The contrary position is an absurdity.
The Supreme Will, indeed, the Absolute Good, knoweth himself as the
Father: but the act of self-affirmation, the I Am in that I Am, is not a
manifestation 'ad extra', not an 'exegesis'.

Ib. p. 274.
This point being settled, I might allow you that, in some sense,
distinct worship commenced with the distinct title of Son or Redeemer:
that is, our blessed Lord was then first worshipped, or commanded to
be worshipped by us, under that distinct title or character; having
before had no other title or character peculiar and proper to himself,
but only what was common to the Father and him too.

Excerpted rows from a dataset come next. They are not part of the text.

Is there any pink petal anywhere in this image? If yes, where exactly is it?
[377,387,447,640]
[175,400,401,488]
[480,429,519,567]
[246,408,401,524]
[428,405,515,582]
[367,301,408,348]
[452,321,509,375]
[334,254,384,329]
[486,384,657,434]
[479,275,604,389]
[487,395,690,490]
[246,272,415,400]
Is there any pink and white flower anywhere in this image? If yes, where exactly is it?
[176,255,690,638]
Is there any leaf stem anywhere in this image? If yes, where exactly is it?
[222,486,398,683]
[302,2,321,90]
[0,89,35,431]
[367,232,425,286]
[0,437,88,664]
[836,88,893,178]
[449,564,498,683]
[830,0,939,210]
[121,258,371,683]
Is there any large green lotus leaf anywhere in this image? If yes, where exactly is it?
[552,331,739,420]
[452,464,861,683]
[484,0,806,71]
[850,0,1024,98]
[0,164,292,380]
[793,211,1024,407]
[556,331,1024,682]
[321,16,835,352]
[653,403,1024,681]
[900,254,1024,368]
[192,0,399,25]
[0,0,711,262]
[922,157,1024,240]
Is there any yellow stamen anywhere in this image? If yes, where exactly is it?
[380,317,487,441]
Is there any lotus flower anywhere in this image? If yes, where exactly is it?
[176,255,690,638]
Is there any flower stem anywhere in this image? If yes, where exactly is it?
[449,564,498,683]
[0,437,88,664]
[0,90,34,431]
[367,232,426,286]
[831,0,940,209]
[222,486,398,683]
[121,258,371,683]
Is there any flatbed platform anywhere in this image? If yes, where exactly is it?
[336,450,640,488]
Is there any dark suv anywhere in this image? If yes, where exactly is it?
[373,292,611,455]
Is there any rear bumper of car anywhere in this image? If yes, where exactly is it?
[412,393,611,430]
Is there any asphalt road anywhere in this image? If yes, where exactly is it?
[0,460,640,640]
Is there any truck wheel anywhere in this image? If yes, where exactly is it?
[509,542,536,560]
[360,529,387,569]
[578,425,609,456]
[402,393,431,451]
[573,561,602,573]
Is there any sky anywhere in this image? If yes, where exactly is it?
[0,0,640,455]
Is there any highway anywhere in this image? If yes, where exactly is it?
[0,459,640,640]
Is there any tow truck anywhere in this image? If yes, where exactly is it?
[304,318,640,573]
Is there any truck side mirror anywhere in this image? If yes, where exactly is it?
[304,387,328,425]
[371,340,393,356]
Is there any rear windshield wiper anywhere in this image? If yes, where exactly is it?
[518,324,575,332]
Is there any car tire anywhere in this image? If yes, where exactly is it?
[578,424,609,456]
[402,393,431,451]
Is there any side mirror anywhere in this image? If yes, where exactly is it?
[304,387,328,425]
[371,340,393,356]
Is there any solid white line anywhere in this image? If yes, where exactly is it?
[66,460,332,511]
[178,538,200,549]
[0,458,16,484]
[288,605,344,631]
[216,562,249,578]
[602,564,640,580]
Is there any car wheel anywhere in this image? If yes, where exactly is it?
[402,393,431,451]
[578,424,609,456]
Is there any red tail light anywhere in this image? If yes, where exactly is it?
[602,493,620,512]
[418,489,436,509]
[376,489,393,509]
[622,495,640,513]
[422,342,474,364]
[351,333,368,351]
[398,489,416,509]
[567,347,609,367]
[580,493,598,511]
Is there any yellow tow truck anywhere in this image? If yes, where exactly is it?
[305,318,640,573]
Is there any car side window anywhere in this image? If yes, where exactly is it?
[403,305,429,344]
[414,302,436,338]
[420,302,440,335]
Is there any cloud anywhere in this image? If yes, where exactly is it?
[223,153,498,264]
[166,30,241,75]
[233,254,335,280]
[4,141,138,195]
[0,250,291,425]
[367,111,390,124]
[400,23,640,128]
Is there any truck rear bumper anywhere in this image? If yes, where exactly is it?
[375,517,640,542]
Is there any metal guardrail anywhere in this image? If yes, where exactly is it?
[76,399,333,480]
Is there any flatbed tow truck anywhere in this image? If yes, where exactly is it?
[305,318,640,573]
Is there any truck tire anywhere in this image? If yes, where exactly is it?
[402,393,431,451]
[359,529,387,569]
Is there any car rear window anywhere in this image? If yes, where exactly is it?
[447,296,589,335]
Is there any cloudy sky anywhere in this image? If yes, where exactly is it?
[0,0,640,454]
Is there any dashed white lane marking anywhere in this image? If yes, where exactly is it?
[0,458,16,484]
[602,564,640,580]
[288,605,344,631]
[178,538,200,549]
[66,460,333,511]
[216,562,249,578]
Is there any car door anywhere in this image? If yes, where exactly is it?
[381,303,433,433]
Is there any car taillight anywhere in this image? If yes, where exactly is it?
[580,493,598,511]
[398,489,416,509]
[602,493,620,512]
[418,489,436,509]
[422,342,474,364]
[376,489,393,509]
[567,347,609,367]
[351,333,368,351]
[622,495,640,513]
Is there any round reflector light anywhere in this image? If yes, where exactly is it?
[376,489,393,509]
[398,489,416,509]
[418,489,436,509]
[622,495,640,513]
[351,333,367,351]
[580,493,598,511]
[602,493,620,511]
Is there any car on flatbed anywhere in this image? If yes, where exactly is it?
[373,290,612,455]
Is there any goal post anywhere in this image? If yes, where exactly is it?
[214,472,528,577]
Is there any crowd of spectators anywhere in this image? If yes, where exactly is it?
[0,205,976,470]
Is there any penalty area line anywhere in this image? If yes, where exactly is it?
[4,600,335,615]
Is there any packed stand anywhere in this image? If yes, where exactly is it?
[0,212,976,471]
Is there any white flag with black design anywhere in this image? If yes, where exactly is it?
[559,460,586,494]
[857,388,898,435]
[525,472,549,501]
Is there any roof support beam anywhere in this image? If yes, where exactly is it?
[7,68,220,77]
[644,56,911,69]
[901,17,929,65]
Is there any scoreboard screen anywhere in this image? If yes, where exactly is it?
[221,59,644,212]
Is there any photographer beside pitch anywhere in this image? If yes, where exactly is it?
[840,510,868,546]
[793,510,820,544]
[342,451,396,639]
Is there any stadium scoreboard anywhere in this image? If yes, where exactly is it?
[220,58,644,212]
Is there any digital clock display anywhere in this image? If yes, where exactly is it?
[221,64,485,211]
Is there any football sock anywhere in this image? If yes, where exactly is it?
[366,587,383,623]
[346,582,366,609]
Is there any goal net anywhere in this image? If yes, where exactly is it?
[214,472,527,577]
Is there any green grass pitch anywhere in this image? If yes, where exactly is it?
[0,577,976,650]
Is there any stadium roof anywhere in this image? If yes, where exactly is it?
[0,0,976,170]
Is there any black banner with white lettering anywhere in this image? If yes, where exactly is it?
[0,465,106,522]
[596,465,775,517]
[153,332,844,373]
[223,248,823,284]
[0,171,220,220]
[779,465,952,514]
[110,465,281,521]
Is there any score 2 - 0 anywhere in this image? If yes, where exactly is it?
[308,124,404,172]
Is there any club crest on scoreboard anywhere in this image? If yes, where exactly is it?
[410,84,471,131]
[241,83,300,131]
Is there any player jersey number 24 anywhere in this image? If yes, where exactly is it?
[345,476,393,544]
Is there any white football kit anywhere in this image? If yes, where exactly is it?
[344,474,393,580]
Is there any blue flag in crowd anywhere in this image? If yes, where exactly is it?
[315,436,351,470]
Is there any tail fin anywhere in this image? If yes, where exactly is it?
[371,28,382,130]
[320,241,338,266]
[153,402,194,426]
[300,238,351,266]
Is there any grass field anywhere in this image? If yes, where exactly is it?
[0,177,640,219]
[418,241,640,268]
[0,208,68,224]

Rather shall I say that the Son and the Spirit, the Word and the Wisdom,
were alone worshipped, because alone revealed under the Law. See
Proverbs, i. ii.
The passage quoted from Bishop Bull is very plausible and very eloquent;
but only 'cum multis granis salis sumend'.

Query XIX. p. 279.
That the Father, whose honour had been sufficiently secured under the
Jewish dispensation, and could not but be so under the Christian also,
&c.
Here again! This contradiction of Waterland to his own principles is
continually recurring;--yea, and in one place he involves the very
Tritheism, of which he was so victorious an antagonist, namely, that the
Father is Jehovah, the Son Jehovah, and the Spirit Jehovah;--thus making
Jehovah either a mere synonyme of God--whereas he himself rightly
renders it [Greek: Ho On], which St.